Should we not go back to those figures about unbuilt houses and the number of housebuilders? Do they really support “Use it or lose it”? First, the number of houses with permission but unbuilt is only 130,000. The target is to build 200,000 each year, so that is only 65% of one year’s supply. Of course, Lyons concludes that in addition there are “270,000 homes on sites that have been in the planning system since before 2010 or which have not yet progressed to planning permission”. But that figure needs to be interrogated; if the permissions predate 2010 and have not been implemented, then unless the normal commencement condition was amended, they will have expired. And houses “which have not yet progressed to planning permission” are just that; they do not have permission. So why are they being counted?

However it is the observations about the number of builders which seem to me to hold more interest and possibly the solution. The market is dominated by the “Big Six” volume house builders, who, we are told, release houses not at the rate they can be built but at the rate they can be sold.
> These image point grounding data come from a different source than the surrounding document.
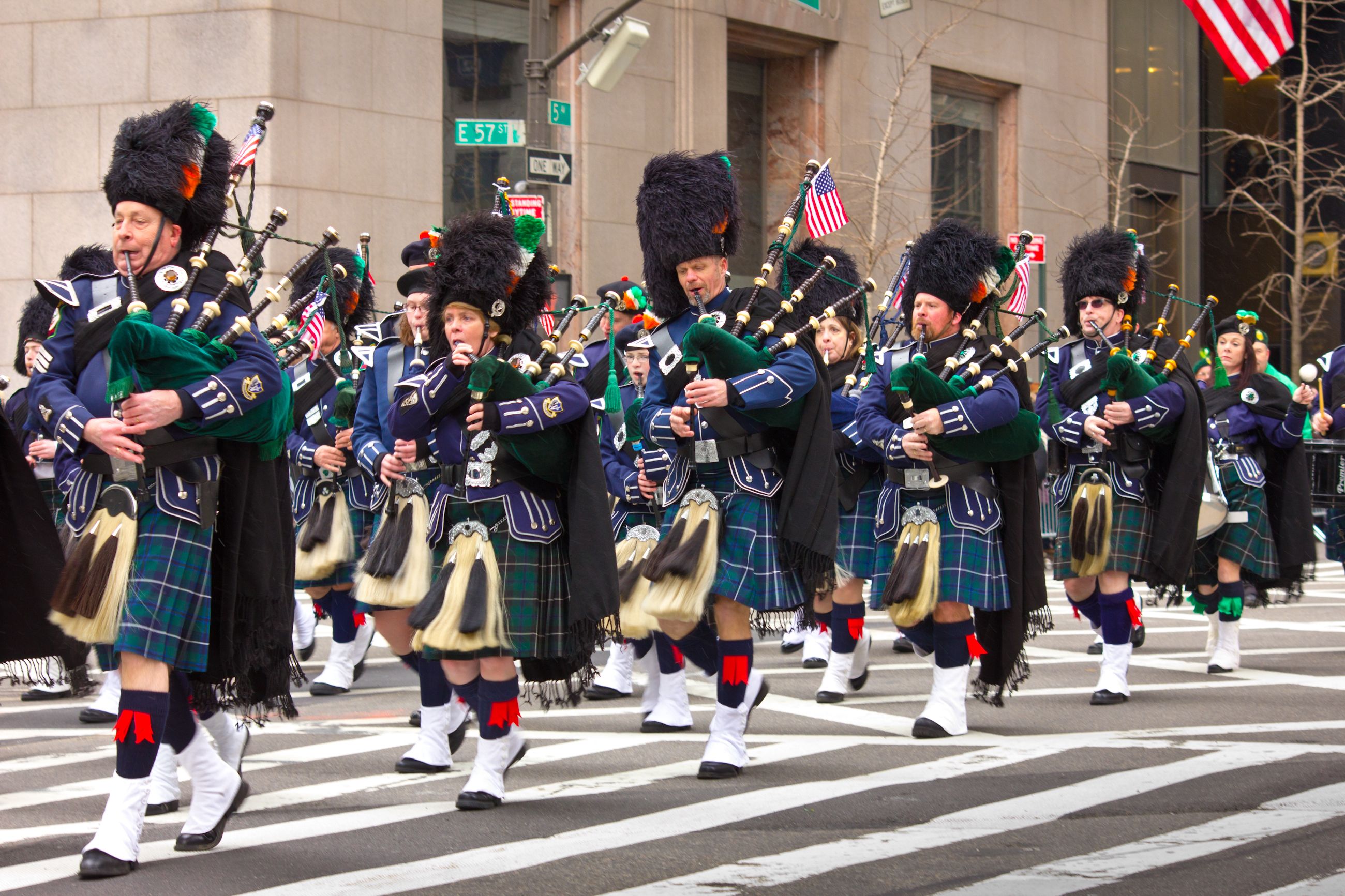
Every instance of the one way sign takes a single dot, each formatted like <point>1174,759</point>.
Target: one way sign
<point>549,165</point>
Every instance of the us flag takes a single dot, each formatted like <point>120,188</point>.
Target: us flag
<point>825,212</point>
<point>1250,35</point>
<point>252,140</point>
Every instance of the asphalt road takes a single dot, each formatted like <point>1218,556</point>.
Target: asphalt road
<point>1230,785</point>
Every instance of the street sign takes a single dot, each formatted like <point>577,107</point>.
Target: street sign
<point>489,132</point>
<point>526,205</point>
<point>1036,249</point>
<point>549,165</point>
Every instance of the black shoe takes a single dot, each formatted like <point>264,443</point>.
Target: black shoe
<point>96,864</point>
<point>201,843</point>
<point>718,771</point>
<point>458,735</point>
<point>927,728</point>
<point>92,717</point>
<point>417,767</point>
<point>323,690</point>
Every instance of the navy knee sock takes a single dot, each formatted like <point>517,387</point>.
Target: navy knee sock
<point>922,634</point>
<point>846,627</point>
<point>497,708</point>
<point>951,645</point>
<point>670,659</point>
<point>434,683</point>
<point>1090,608</point>
<point>139,731</point>
<point>1117,616</point>
<point>700,648</point>
<point>735,665</point>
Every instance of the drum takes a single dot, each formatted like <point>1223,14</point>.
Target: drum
<point>1326,463</point>
<point>1214,506</point>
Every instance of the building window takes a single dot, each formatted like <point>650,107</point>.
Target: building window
<point>962,159</point>
<point>485,46</point>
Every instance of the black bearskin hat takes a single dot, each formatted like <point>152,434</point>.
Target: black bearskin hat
<point>354,291</point>
<point>955,262</point>
<point>1103,262</point>
<point>688,207</point>
<point>88,260</point>
<point>34,323</point>
<point>828,291</point>
<point>173,160</point>
<point>485,261</point>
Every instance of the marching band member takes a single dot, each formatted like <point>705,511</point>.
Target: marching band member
<point>1104,275</point>
<point>988,558</point>
<point>775,547</point>
<point>166,186</point>
<point>512,544</point>
<point>389,461</point>
<point>327,484</point>
<point>1256,430</point>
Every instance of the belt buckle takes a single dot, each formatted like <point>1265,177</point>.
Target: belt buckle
<point>123,470</point>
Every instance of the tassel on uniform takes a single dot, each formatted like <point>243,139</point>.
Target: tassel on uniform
<point>396,571</point>
<point>681,569</point>
<point>633,555</point>
<point>471,598</point>
<point>327,539</point>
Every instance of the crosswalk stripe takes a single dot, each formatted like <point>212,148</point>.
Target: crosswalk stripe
<point>1110,865</point>
<point>497,859</point>
<point>969,824</point>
I suggest that is at the rate at which they can be sold consistent with achieving the return the housebuilders desire. That is simply commercial common sense, and is backed up by the sales behaviour on large sites. This suggests that the market lacks competitiveness. More housebuilders getting their houses to the market will provide better consumer choice, bring more houses to the market and keep prices in check. But if housebuilders are able to control the rate of release, the number of houses coming to the market will remain low and house prices will stay high. But there would be less tendency for that to happen if there were more players in the market and therefore more competition. Which suggests that we need more housebuilders. Having a large number of builders is rightly identified by Lyons as an important ingredient for a healthy housing market, and the report suggests various helps for SME builders in Chapter 7. But actually this all suggests that the time has come to look again at breaking up the large volume housebuilders, especially when we remember that housing starts go down the bigger they become. Isn’t that a better step than Use it or lose it?

1 comment to Use it or lose it – the Lyons Housing Review spells out the proposal

  • Small builders have been thwarted by planning obligations, particularly in designated protected landscapes. They won’t return to the market until these obligations are either scrapped or reduced to manageable levels. If a builder puts up 5 houses and makes a loss he won’t be a builder for much longer will he?